Boost logo

Boost :

From: Steven Watanabe (steven_at_[hidden])
Date: 2007-08-09 16:59:06


AMDG

Eric Niebler <eric <at> boost-consulting.com> writes:

> How would you suggest ordered_append be implemented?

Mostly copied from dense_ordered_inserter:

template<typename Value>
struct dense_ordered_append_iterator
{
    typedef Value value_type;

    explicit dense_ordered_append_iterator(dense_array<Value> &that)
      : new_(&that)
    {}

    template<typename R, typename V>
    void set_at(R &run, V &value)
    {
        dense_array<Value> &that = *new_;
        typename Run<R>::offset_type off = rrs::offset(run);
        typename Run<R>::offset_type endoff = rrs::end_offset(run);
        if(off == -inf)
        {
            that.pre_.set(run, value);
        }
        else if(endoff == inf)
        {
            that.post_.set(run, value);
        }
        else
        {
            that.offset_ = std::min<std::ptrdiff_t>(that.offset_, off);
            that.reserve(endoff - that.offset_);
            that.resize(off - that.offset_, implicit_cast<Value const
&>(rrs::zero(that)));
            that.resize(endoff - that.offset_, value);
        }
    }

private:
    dense_array<Value>* new_;
};
 
> Imagine the series storage is std::map<offset, value>. Inserting one
> value with insert(value) is O(log N).
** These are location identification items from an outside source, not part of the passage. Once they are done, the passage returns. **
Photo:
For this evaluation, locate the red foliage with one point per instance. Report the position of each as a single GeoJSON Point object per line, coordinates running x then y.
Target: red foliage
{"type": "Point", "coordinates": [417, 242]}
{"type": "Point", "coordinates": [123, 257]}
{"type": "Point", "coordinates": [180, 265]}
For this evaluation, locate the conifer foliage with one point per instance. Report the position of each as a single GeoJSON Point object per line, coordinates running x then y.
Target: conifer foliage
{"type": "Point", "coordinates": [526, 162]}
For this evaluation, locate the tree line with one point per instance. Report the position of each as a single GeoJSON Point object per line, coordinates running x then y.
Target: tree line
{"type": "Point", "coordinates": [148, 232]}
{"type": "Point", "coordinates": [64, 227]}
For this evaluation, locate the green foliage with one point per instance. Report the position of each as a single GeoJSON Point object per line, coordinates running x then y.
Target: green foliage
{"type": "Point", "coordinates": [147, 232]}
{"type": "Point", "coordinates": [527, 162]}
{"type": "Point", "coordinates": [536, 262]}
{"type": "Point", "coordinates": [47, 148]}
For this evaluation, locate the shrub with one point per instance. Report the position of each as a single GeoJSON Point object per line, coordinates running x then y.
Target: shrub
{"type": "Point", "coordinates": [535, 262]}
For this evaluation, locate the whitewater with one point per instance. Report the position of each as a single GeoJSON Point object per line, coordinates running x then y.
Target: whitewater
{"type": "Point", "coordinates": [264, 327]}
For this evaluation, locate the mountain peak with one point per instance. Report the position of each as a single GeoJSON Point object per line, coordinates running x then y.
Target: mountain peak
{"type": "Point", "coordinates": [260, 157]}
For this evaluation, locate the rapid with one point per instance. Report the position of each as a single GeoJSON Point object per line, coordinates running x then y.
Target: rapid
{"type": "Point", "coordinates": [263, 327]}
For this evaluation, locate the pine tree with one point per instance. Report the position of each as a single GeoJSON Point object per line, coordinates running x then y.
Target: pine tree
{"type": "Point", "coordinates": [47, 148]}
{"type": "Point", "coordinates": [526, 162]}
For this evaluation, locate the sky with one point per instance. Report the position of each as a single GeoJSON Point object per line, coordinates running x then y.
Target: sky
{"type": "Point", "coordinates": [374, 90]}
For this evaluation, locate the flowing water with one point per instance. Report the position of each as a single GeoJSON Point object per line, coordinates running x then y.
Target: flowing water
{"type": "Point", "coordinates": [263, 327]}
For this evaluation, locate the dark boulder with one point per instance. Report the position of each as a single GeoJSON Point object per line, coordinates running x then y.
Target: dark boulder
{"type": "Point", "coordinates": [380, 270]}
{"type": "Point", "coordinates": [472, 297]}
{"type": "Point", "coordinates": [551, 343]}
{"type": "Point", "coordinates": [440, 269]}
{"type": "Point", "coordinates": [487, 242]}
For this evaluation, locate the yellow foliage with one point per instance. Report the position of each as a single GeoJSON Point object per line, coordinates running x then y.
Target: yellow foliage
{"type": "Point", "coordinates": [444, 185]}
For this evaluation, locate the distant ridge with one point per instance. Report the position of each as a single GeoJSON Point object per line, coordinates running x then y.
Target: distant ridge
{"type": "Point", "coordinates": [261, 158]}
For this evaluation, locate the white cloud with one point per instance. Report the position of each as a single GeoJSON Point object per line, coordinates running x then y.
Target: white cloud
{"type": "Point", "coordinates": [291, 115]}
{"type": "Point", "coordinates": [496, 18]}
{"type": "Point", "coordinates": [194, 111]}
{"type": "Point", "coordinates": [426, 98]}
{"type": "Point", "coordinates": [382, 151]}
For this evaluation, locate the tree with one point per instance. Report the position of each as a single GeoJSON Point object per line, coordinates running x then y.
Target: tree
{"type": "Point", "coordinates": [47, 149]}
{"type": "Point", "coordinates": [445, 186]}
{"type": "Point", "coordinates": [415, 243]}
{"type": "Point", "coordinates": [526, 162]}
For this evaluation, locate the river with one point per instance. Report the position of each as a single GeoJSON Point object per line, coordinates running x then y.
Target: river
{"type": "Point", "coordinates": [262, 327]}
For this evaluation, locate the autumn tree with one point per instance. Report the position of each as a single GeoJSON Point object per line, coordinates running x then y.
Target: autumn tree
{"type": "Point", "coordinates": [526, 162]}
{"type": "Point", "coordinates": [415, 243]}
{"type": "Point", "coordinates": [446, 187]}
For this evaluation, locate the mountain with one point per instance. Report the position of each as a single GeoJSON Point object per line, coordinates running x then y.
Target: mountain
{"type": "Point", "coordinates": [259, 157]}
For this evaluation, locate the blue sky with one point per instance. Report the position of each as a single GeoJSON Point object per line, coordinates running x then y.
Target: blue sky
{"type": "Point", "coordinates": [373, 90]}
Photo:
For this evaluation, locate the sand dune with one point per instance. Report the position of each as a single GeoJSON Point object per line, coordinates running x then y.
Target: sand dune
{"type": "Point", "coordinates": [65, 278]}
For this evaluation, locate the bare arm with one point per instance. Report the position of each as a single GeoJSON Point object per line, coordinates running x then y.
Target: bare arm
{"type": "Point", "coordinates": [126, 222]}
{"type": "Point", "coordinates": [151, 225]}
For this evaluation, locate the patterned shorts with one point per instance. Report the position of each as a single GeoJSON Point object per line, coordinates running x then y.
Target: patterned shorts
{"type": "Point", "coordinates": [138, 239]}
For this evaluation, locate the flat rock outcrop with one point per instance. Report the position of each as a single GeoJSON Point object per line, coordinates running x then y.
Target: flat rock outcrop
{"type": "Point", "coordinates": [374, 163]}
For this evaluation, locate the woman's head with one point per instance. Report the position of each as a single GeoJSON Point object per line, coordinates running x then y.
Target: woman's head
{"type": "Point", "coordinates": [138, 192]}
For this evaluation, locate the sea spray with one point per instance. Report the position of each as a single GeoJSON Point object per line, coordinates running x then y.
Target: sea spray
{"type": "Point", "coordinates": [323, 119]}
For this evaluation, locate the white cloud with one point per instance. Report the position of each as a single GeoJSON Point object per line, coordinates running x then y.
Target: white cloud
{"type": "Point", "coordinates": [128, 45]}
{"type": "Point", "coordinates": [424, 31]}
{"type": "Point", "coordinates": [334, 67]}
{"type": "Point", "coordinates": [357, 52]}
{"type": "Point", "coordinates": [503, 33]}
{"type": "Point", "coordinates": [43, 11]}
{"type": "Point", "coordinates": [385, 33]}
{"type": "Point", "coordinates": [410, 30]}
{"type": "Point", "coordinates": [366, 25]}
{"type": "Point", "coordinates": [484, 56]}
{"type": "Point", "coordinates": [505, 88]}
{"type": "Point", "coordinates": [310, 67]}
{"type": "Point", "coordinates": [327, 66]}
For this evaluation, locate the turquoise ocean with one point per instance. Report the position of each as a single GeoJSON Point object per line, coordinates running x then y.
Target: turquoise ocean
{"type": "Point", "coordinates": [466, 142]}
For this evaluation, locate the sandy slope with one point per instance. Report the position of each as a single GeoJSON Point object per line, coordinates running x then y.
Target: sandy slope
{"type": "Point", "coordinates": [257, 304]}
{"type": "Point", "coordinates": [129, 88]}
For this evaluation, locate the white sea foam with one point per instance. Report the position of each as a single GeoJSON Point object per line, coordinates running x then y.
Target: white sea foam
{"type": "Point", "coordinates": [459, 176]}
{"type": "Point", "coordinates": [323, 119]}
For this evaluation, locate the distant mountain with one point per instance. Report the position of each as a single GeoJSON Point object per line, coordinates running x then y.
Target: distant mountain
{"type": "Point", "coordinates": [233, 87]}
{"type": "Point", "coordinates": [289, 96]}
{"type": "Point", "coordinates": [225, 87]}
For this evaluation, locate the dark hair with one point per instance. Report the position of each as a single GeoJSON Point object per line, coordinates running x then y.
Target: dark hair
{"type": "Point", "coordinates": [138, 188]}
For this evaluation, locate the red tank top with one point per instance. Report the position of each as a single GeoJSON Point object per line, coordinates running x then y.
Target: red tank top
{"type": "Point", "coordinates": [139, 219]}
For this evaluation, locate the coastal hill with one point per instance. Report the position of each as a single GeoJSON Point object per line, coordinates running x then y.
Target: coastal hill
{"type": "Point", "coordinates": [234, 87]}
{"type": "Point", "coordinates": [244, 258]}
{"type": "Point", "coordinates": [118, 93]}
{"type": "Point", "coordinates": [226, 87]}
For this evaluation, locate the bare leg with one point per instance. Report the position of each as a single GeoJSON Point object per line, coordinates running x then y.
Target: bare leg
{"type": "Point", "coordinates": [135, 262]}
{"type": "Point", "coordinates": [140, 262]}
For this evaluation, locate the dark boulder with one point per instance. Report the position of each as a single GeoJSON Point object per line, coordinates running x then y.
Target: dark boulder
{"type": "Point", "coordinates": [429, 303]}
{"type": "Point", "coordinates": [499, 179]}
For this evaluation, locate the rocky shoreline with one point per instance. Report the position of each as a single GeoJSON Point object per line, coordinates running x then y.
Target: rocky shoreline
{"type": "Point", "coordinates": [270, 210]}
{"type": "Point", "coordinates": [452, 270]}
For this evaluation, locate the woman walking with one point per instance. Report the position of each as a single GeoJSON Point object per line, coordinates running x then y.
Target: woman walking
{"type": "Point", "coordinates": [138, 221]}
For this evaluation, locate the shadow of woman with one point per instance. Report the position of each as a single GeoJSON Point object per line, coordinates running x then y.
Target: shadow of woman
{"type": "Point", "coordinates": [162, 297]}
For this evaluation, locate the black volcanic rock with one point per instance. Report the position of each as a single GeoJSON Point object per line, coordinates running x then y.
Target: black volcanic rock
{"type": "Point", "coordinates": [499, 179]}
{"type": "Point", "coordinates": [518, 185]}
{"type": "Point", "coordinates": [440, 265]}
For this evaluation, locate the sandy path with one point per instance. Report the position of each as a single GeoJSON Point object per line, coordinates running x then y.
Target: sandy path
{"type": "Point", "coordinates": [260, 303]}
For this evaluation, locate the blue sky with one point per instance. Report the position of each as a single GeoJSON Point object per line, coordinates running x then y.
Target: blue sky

Inserting N values this way is O(N
> log N). But if you use insert(begin, end), where begin and end are
> iterators to sorted data, the insert is faster. O(N).

It is in fact possible to fill a binary tree by pushing
sorted data in linear time.

struct node {
    node* right;
    node* left;
    node* parent;
    int value;
};

struct map {
    node* root;
};

struct node_inserter {
    void insert_to_right(int i) {
        node* result = new node;
        result->left = result->right = 0;
        result->parent = current;
        result->value = i;
        current->right = result;
        current = result;
    }
    void insert_after_complete_subtree(int i) {
        node* result = new node;
        result->parent = current->parent;
        current->parent->right = result;
        result->right = 0;
        result->left = current;
        result->value = i;
        current->parent = result;
        current = result;
    }
    void insert_at_root(int i) {
        node* result = new node;
        result->left = m->root;
        result->right = result->parent = 0;
        result->value = i;
        current = m->root = result;
    }
    void insert(int i) {
        unsigned long count = size;
        if(size == 0) {
            insert_at_root(i);
        } else if(count % 2 == 0) {
            insert_to_right(i);
        } else {
            count /= 2;
            while(count % 2 == 1) {
                count /= 2;
                current = current->parent;
            }
            if(count == 0) {
                insert_at_root(i);
            } else {
                insert_after_complete_subtree(i);
            }
        }
        ++size;
    }
    node* current;
    map* m;
    unsigned long size;
};

> The point is, you should be able to efficiently be able to
> write ordered data to a series without any concern for how that data is
> being stored, or even if it's being stored.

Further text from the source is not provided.